Atrioventricular (AV) junctional rhythm, another consecutive escaped rhythm, usually has a normal QRS duration without a P wave or with a retrograde P wave. If complicated with a bundle branch block, the QRS duration gets longer. AV junctional rhythm might lack effective atrial contraction and reduce the cardiac output than sinus rhythm, because atrial contraction contributes to approximately 15 to 25 % of the diastolic filling of the ventricle [7]. AIVR originates from the His, the Purkinje system or the working contractile ventricular cells [1]. Ventricular pacing has been shown to result in dyssynchronous left ventricular (LV) electrical activation and mechanical contraction, to worsen LV ejection fraction [8]. AIVR is not artificial ventricular pacing, but its abnormal impulse conducting pathway might cause dyssynchronous LV contraction.
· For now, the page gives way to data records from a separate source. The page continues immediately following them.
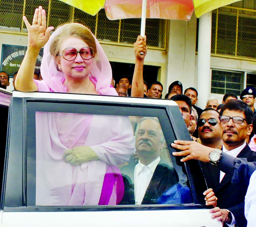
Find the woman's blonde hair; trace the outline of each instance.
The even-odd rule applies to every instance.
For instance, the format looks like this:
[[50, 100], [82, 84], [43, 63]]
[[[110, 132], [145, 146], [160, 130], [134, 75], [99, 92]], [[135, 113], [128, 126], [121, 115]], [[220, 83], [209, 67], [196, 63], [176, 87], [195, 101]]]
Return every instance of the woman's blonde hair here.
[[50, 46], [50, 53], [54, 58], [57, 70], [59, 71], [57, 63], [60, 57], [58, 55], [61, 51], [60, 49], [60, 45], [63, 41], [69, 37], [76, 37], [86, 43], [88, 46], [93, 48], [93, 57], [94, 57], [97, 53], [96, 43], [91, 31], [88, 28], [78, 23], [70, 23], [60, 25], [57, 29], [61, 26], [62, 27], [61, 32], [54, 37]]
Some anesthetics have been described to be associated with AIVR because of toxicity. Cocaine might induce AIVR either through the production of myocardial ischemia or as a direct result of ion channel alterations [3, 9]. Halothane was reported to be associated with AIVR due to a depressant effect on slow inward calcium current and intracellular calcium accumulation [4]. Desflurane was also reported to induce AIVR because of a sympathetic imbalance [5]. Propofol was publicized to be associated with arrhythmias in humans [10]. In the guinea pig heart, the ionic mechanism underlying the negative chronotropic action of propofol on sinoatrial node (SN) automaticity was associated with propofol-induced bradycardia observed in clinical settings [11]. Similar to propofol, remifentanil also depresses sinus node function and most parameters of atrioventricular (AV) nodal function, causing remifentanil-related severe bradyarrhythmias [12]. In this case, the negative chronotropic action of propofol and remifentanil on sinus and AV nodal function might have induced the ectopic focus more often than usual.
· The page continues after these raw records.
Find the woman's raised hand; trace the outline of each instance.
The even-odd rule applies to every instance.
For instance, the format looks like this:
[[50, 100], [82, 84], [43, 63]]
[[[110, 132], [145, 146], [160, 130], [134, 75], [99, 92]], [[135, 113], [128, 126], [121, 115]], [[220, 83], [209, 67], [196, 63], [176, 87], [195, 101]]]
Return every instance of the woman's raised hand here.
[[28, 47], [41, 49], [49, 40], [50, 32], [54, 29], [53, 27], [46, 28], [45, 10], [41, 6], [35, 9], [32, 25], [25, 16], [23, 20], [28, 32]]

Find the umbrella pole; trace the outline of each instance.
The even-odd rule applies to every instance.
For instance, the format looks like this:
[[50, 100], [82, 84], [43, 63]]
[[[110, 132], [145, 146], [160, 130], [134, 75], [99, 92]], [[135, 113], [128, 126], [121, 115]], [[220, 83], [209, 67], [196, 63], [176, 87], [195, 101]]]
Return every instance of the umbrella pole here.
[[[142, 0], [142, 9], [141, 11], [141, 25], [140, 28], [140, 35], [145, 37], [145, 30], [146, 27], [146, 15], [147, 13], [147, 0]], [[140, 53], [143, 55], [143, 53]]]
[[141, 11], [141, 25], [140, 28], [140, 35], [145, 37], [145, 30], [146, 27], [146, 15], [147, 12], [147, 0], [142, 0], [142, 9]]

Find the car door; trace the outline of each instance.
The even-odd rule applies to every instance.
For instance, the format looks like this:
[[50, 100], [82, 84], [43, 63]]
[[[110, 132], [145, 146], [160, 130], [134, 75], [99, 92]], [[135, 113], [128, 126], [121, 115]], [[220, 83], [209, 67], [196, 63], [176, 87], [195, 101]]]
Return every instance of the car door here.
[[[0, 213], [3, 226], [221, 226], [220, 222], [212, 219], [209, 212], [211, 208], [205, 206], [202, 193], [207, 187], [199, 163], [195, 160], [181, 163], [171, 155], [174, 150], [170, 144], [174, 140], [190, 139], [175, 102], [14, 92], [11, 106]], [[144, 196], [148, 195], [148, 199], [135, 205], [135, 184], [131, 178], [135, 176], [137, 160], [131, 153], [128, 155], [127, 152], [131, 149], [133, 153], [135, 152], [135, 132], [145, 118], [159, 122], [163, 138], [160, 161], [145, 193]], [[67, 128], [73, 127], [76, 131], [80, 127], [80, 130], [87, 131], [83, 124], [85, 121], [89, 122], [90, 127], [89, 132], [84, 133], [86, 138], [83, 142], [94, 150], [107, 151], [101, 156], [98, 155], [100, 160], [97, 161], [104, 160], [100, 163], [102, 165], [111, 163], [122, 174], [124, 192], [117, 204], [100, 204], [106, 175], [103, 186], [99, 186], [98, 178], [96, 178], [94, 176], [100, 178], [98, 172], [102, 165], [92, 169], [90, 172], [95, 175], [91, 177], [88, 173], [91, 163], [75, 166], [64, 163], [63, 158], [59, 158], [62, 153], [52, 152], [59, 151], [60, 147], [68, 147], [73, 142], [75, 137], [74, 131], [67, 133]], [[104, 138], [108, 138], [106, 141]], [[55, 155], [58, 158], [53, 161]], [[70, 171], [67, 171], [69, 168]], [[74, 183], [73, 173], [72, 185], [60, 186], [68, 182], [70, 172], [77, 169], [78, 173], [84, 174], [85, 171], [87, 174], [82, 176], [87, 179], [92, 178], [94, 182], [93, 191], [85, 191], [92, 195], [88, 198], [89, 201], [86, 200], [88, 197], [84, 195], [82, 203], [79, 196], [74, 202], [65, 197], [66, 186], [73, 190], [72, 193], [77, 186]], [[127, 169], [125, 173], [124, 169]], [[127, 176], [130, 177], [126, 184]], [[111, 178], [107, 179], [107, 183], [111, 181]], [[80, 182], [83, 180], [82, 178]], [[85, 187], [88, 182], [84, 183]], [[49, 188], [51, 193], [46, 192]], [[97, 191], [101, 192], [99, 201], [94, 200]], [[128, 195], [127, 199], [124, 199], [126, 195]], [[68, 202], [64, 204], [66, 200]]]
AIVR is also associated with higher vagal tone and lower sympathetic activity [13], and the AIVR related to sympathetic nerve block during spinal anesthesia for cesarean section was reported [14]. Propofol suppresses both sympathetic and parasympathetic tone, but the suppression of sympathetic tone is more than that of parasympathetic tone [15]. Remifentanil also induces higher vagal tone [16]. In this case, superior vagal tone related to propofol and remifentanil might have induced AIVR. However, ventricular rhythm was not detected during the postoperative 24-h period including his sleeping hours, time of the parasympathetic nerve predominance. We did not succeed in clarifying the trigger of the idioventricular rhythm observed in the Holter ECG, but his activity at the time of the record was higher than that at the postoperative 24-h period. Not parasympathetic nerve predominance during sleep but imbalance of the autonomic nerve caused by anesthetics might have induced AIVR more frequently.
Naranjo algorithm is a questionnaire designed by Naranjo et al. for determining the likelihood of whether an adverse drug reaction is actually due to the drug rather than the result of other factors [17]. Probability is assigned via a score termed definite (9–13 points), probable (5–8 points), possible (1–4 points) or doubtful (0 point). On using Naranjo’s scale, we obtained a scale of 5, which makes propofol and remifentanil probable causes for the event. The adverse event appeared after their administration (+2). The adverse event improved when they were discontinued (+1). The reaction was less severe when their doses were decreased (+1), because the surgery 1 year prior had no episode of an AIVR with balanced anesthesia using sevoflurane, remifentanil, and propofol, the doses of which were lower than those at this time. The arrhythmias were objectively recorded on an ECG trace (+1).
Most AIVRs are usually well tolerated and do not need specific treatment. Increasing the sinus rate is the recommended treatment for AIVR, therefore, atropine and atrial pacing rhythm can help to control it [1, 2]. Ephedrine is controversial because it can potentially increase AIVR duration [14].
Benign AIVRs with no structural heart disease and no electrolytic abnormality, such as in this case, usually require no intervention. However, sometimes it can present as a more severe arrhythmia requiring treatment, because AIVR might be induced by reperfusion after acute myocardial infarction, some cardiomyopathies, myocarditis, and in newborn infants with various congenital heart diseases [1, 2].